Expectation-Maximization (EM) is a good algorithm for clustering but does not perform well when applied to classification. The primary problem is that EM clusters data points without knowing their true class labels, so one cluster might consist of more than one true classes and hence results in misclassification. Moreover, EM works on the assumption that data is distributed according to a Gaussian distribution, while real-world datasets usually possess intricate structures which are not captured by EM. As it only clusters data by similarity of features instead of learning class boundaries, its clusters might not correspond to the actual categories. Although EM is helpful in identifying patterns among unlabeled data, it is not a good way of classification unless supplemented with further steps in order to label its clusters with meaningful labels.

Conclusions

We analyzed the Expectation-Maximization algorithm and its applications in clustering, image segmentation, and classification.
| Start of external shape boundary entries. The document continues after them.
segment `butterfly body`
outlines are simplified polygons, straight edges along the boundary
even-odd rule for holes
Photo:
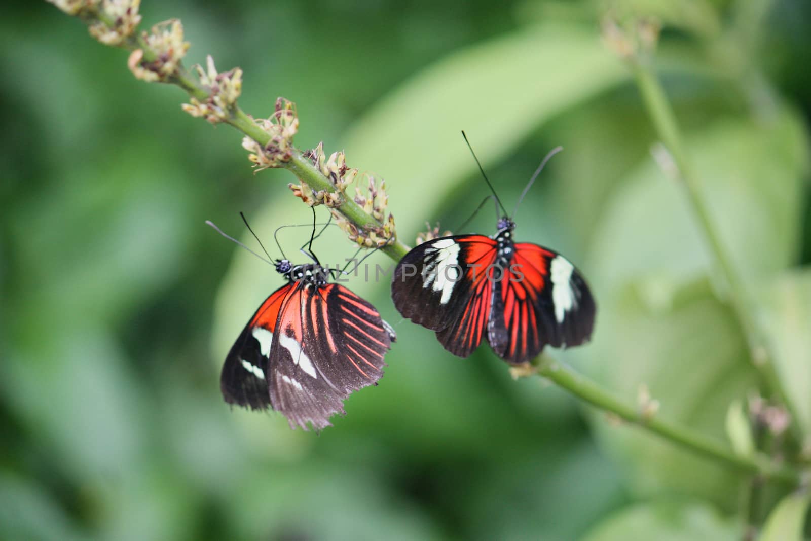
[[[248,321],[225,358],[225,401],[281,412],[291,427],[329,426],[353,391],[376,384],[396,340],[378,311],[349,289],[330,283],[317,263],[277,260],[287,283]]]
[[[392,298],[404,317],[436,333],[451,353],[469,356],[487,338],[513,363],[547,345],[589,339],[595,306],[574,266],[537,244],[516,243],[500,218],[492,237],[453,235],[414,247],[397,264]]]

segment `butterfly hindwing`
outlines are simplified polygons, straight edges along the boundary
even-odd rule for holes
[[[340,284],[321,289],[320,314],[326,324],[314,327],[321,338],[322,371],[347,393],[376,384],[386,366],[393,331],[371,304]]]
[[[383,376],[393,333],[375,308],[345,287],[297,285],[285,300],[268,359],[272,408],[291,427],[319,430],[343,400]]]
[[[502,359],[523,363],[547,344],[569,347],[587,341],[594,311],[591,293],[574,265],[551,250],[518,243],[494,290],[488,341]]]

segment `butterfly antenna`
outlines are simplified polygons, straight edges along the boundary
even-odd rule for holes
[[[237,240],[234,237],[231,237],[231,236],[227,235],[225,233],[223,233],[222,230],[219,227],[217,227],[217,225],[215,225],[214,223],[212,221],[211,221],[210,220],[206,220],[205,223],[206,223],[207,225],[211,225],[212,227],[213,227],[215,231],[217,231],[217,233],[219,233],[220,234],[221,234],[223,237],[225,237],[228,240],[231,241],[232,243],[235,243],[236,244],[238,244],[239,246],[242,247],[243,248],[245,248],[246,250],[247,250],[251,254],[253,254],[254,255],[255,255],[259,259],[262,260],[265,263],[268,263],[270,264],[273,264],[272,261],[269,261],[269,260],[264,259],[264,257],[262,257],[261,255],[260,255],[259,254],[257,254],[255,251],[254,251],[253,250],[251,250],[248,247],[247,247],[244,244],[242,244],[242,243],[240,243],[238,240]],[[265,252],[265,253],[267,253],[267,252]],[[270,255],[268,255],[268,257],[270,257]]]
[[[484,174],[484,169],[482,167],[482,164],[478,161],[478,158],[476,157],[476,152],[473,152],[473,147],[470,146],[470,142],[467,140],[467,135],[465,135],[465,131],[461,131],[461,136],[465,138],[465,142],[467,144],[467,148],[470,149],[470,153],[473,154],[473,159],[476,161],[476,165],[478,165],[478,170],[482,172],[482,176],[484,177],[484,182],[487,183],[490,187],[490,191],[493,192],[493,197],[496,198],[496,202],[498,206],[501,208],[501,211],[504,213],[504,216],[507,216],[507,209],[504,206],[501,204],[501,200],[499,199],[498,194],[496,193],[496,190],[493,189],[493,185],[490,183],[490,179],[487,178],[487,175]]]
[[[515,213],[518,212],[518,205],[521,204],[521,200],[524,199],[524,195],[526,195],[526,192],[530,191],[530,188],[532,187],[532,183],[535,182],[535,178],[538,178],[538,175],[539,175],[541,171],[543,170],[543,167],[547,165],[547,162],[549,161],[551,157],[555,156],[561,150],[563,150],[563,147],[555,147],[550,150],[549,153],[547,154],[543,160],[541,161],[541,165],[535,170],[535,172],[532,175],[532,178],[530,178],[530,182],[526,183],[526,187],[525,187],[524,191],[521,192],[521,197],[518,198],[518,202],[515,204],[515,208],[513,209],[513,215],[510,216],[510,220],[515,217]]]
[[[310,242],[308,242],[305,245],[307,247],[307,251],[305,253],[307,254],[310,257],[312,258],[313,261],[315,262],[315,264],[317,264],[318,266],[320,267],[321,266],[321,262],[318,260],[318,257],[315,256],[315,254],[312,253],[312,241],[315,239],[315,207],[310,207],[310,208],[312,210],[312,232],[310,234]],[[326,229],[326,226],[324,226],[324,229]],[[320,234],[321,234],[319,233],[319,235],[320,235]],[[304,247],[303,246],[300,248],[300,250],[302,251],[304,251]]]
[[[380,250],[380,247],[379,247],[379,246],[378,247],[375,247],[374,248],[372,248],[371,250],[370,250],[369,252],[366,255],[364,255],[363,257],[360,258],[360,261],[358,261],[358,263],[355,264],[355,268],[353,268],[350,272],[347,273],[346,272],[346,268],[350,266],[350,264],[352,263],[352,261],[354,261],[356,257],[358,257],[358,254],[359,254],[360,251],[363,250],[363,247],[361,247],[358,248],[358,251],[355,251],[355,255],[352,256],[352,259],[350,260],[349,261],[347,261],[346,264],[344,265],[343,269],[341,271],[341,274],[352,274],[353,273],[354,273],[356,270],[358,270],[358,268],[360,267],[360,264],[363,263],[363,261],[366,261],[366,258],[369,257],[373,253],[375,253],[375,251],[377,251],[378,250]]]
[[[272,260],[273,258],[270,256],[270,254],[268,253],[268,251],[264,249],[264,246],[262,246],[262,241],[259,239],[259,237],[256,236],[256,234],[253,232],[252,229],[251,229],[251,225],[248,224],[248,219],[245,217],[245,214],[243,214],[242,213],[239,213],[239,216],[242,217],[242,221],[245,222],[245,226],[248,228],[248,231],[251,231],[251,234],[254,236],[254,238],[256,239],[256,242],[259,243],[259,245],[262,247],[262,251],[264,252],[264,255],[268,256],[268,260]],[[277,244],[278,244],[278,243],[277,243]],[[281,251],[281,246],[279,247],[279,251]],[[285,257],[285,252],[283,251],[281,252],[281,256]]]

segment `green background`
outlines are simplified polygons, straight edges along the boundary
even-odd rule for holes
[[[729,404],[755,389],[746,343],[601,40],[607,6],[144,0],[141,12],[144,28],[182,20],[187,66],[210,54],[221,71],[241,67],[248,113],[296,102],[299,148],[324,141],[384,178],[410,245],[487,194],[461,129],[508,208],[562,145],[516,230],[575,262],[598,301],[593,342],[554,355],[629,401],[645,384],[663,418],[723,439]],[[611,6],[665,24],[654,65],[811,427],[811,9]],[[487,347],[453,357],[397,314],[388,278],[350,284],[399,341],[380,384],[351,396],[333,427],[230,410],[221,361],[281,280],[204,221],[245,239],[243,211],[270,249],[273,229],[310,219],[286,188],[295,178],[255,176],[238,133],[182,113],[177,88],[134,79],[126,53],[53,6],[6,11],[0,538],[739,539],[740,478],[538,378],[513,381]],[[491,213],[470,227],[492,233]],[[281,234],[289,255],[306,230]],[[337,230],[315,249],[330,263],[354,252]]]

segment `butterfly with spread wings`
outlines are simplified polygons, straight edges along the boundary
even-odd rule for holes
[[[304,430],[308,424],[315,430],[331,426],[333,414],[345,413],[346,397],[377,384],[384,356],[397,339],[371,304],[330,283],[328,275],[334,269],[315,260],[293,265],[276,260],[276,270],[287,283],[248,321],[220,378],[229,404],[271,408],[283,414],[291,428]]]
[[[483,337],[512,363],[529,361],[547,345],[588,341],[596,308],[583,277],[560,254],[514,242],[515,222],[495,191],[493,195],[504,212],[496,234],[440,237],[414,247],[395,268],[394,306],[435,331],[442,346],[459,357],[468,357]]]

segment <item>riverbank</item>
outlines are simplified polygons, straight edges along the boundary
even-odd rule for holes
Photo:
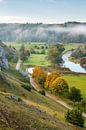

Our results reflect its strength and limitations. The EM is an efficient tool for finding patterns in unlabeled data; hence, it seems to be well-suited for clustering applications. In image segmentation, it correctly separates the different regions based on similarities of pixels but fails in precision in terms of classifying colors properly, especially in gradual transitions. For a classification application, EM fails since it does not learn class labels directly; most of the time, it comes with uncertain or wrong groupings. These results confirm that despite the importance of EM in unsupervised learning, it may not be a good choice for providing the sharpest decision boundaries or the most accurate classification. It is important in designing such to first consider the strength and weakness of EM in practical use.